Nearly 50 people turned out at the Main Post Office in downtown Portland July 26 to celebrate the 240th anniversary of the U.S. Post Office. Postal unions have written to President Obama, asking that the occasion be celebrated every year as Postal Heritage Day.

Postal workers, retirees, and community allies turned out Sunday, July 26, to celebrate the 240th anniversary of the U.S. Postal Service.

In Portland, they marched through the Main Post Office downtown, chanted, ate birthday cake, and listened to postal defenders— including Benjamin Franklin, the first postmaster general in 1775.

“The postal service is under assault,” proclaimed Franklin (aka Ben Poe). “Over 100,000 good union jobs have been lost in the past 10 years as post offices and mail processing plants have been cut and closed. Mail is being delayed.  Six day delivery and at-the-door delivery are on the chopping block.”

Franklin said the postal service is not broke, and that the agenda of the 1% and their friends in Congress is to cripple the institution to soften it up for union busting and privatization.

“The USPS is a $67 billion annual business with over $100 billion surplus in its pension and retiree health benefit funds, over 30,000 post offices and 200,000 vehicles,” he said. “We’re facing a huge transfer of public wealth to Wall Street investors.”

The Postal Service was established by the Second Continental Congress in 1775, making it one year older than the United States.

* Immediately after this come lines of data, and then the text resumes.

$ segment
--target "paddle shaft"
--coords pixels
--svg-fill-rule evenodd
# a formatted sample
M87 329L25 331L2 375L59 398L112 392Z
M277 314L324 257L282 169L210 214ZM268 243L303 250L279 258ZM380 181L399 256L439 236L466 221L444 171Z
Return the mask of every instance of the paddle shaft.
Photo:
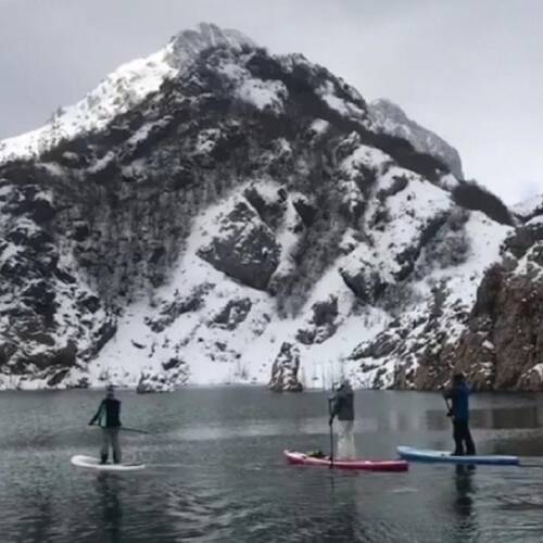
M332 416L332 399L328 399L328 415ZM330 469L333 468L333 418L328 425L330 428Z
M102 428L102 429L105 428L104 426L100 426L100 425L91 425L91 426L96 426L96 427ZM126 426L119 426L117 428L119 430L124 430L125 432L136 432L136 433L144 433L147 435L152 435L152 432L147 432L146 430L138 430L137 428L126 428Z

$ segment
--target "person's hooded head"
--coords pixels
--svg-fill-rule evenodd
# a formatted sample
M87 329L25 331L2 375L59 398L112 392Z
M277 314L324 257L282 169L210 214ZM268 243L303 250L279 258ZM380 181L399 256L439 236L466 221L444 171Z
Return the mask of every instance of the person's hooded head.
M351 381L346 377L341 379L340 390L343 390L345 392L353 391L353 388L351 387Z
M464 376L464 374L462 371L459 371L458 374L454 374L453 384L457 386L457 384L462 384L464 382L466 382L466 377Z

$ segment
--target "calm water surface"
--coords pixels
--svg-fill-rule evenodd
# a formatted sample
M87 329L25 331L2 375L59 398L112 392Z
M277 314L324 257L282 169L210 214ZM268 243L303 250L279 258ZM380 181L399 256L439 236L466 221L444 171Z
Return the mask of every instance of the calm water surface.
M472 399L479 452L530 467L412 464L406 473L292 467L281 452L328 449L325 393L256 388L119 393L126 460L139 473L74 468L98 452L87 426L102 394L0 393L1 542L542 542L543 397ZM356 394L365 457L395 446L452 446L437 394ZM542 455L542 458L538 457Z

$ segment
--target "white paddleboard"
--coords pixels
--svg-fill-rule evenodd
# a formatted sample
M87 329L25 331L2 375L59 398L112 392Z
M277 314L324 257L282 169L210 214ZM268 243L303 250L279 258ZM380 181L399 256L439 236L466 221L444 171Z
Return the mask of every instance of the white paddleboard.
M144 464L100 464L98 458L83 454L72 456L70 462L78 468L94 469L97 471L138 471L146 469Z

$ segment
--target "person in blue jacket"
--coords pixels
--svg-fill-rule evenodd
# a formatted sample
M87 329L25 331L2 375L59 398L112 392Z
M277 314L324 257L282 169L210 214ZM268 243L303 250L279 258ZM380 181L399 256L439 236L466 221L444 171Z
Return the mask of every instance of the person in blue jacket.
M121 464L121 445L118 431L121 429L121 401L115 397L115 389L110 384L105 397L100 403L97 414L90 419L89 426L98 422L102 428L102 447L100 450L100 464L108 462L110 445L113 449L113 463ZM102 424L103 422L103 424Z
M329 399L330 418L328 424L332 426L334 417L338 417L338 459L356 458L356 446L354 443L354 393L349 379L343 379L340 388Z
M469 431L469 387L464 374L453 376L453 388L443 394L447 406L447 416L453 420L453 439L455 456L475 455L476 447Z

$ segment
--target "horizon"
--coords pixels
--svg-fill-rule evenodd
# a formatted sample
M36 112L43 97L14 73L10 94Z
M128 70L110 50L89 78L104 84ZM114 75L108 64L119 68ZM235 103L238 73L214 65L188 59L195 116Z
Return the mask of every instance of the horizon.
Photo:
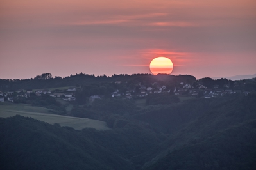
M51 73L50 73L51 75L51 78L55 79L55 78L57 78L58 77L61 77L62 79L64 79L66 77L69 77L71 75L72 76L76 76L76 75L81 75L81 73L82 73L83 75L94 75L95 77L101 77L101 76L107 76L107 77L112 77L114 75L127 75L128 76L132 76L133 75L151 75L153 76L157 76L159 75L173 75L173 76L179 76L179 75L191 75L191 76L193 76L196 78L196 80L199 80L203 78L211 78L213 80L216 80L216 79L226 79L228 80L232 80L232 81L239 81L239 80L243 80L243 79L253 79L253 78L256 78L256 74L253 74L253 75L234 75L234 76L230 76L230 77L200 77L200 78L198 78L196 76L193 75L190 75L190 74L179 74L179 75L173 75L173 74L167 74L167 73L158 73L157 75L154 75L152 73L132 73L132 74L126 74L126 73L120 73L120 74L112 74L110 75L95 75L95 74L88 74L86 73L83 73L83 72L80 72L80 73L76 73L75 74L70 74L69 75L65 75L64 77L62 76L58 76L58 75L55 75L51 74ZM44 74L42 73L42 74ZM35 75L33 77L26 77L26 78L23 78L23 79L1 79L0 77L0 79L4 80L4 79L10 79L10 80L15 80L15 79L19 79L19 80L25 80L25 79L35 79L36 78L37 76L38 75L41 75L42 74L39 74L39 75Z
M157 57L172 75L256 74L256 2L3 0L0 79L151 73Z

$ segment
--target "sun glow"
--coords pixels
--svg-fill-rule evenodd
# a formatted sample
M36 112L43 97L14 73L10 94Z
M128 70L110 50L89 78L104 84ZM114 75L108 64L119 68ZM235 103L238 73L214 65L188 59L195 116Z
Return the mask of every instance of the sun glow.
M153 75L158 73L170 74L173 69L173 64L171 59L167 58L158 57L151 61L149 68Z

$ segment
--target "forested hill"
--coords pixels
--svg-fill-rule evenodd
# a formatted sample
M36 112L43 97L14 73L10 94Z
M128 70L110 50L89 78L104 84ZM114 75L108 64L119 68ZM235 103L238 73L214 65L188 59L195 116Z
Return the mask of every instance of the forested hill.
M256 169L255 93L151 105L119 118L105 131L1 118L0 169Z
M50 88L64 86L74 86L82 84L115 82L116 81L127 82L135 84L139 82L153 83L157 81L170 81L173 82L188 81L190 83L196 81L196 78L192 75L158 75L154 76L151 74L121 74L114 75L111 77L106 75L94 76L80 73L71 75L64 78L60 77L52 77L49 73L37 75L35 78L26 79L1 79L0 90L17 90L18 89L35 89L42 88ZM3 88L4 87L4 88Z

“For more than two centuries it has been the government agency that interacts the most with the American people,” said David Yao, vice president of the Greater Seattle Area Local of the American Postal Workers Union (APWU), at a Postal Heritage Day rally at Seahurst Park in Burien, Washington.

“U.S. post offices are anchors of our communities all across the country, and postal workers are the public servants Americans encounter on a daily basis,” Yao said. “Our public postal service must be protected as a public service, a public asset, and a national treasure.”

Recent small victories in the struggle to save the postal service have included a one year moratorium on mail plant closures and a National Labor Relations Board charge against the USPS to stop outsourcing postal retail jobs to Staples Office Supply stores.

Postal unions—APWU, the National Postal Mail Handlers Union, the National Association of Letter Carriers and the National Association of Rural Letter Carriers—have called on President Obama to declare July 26 Postal Heritage Day.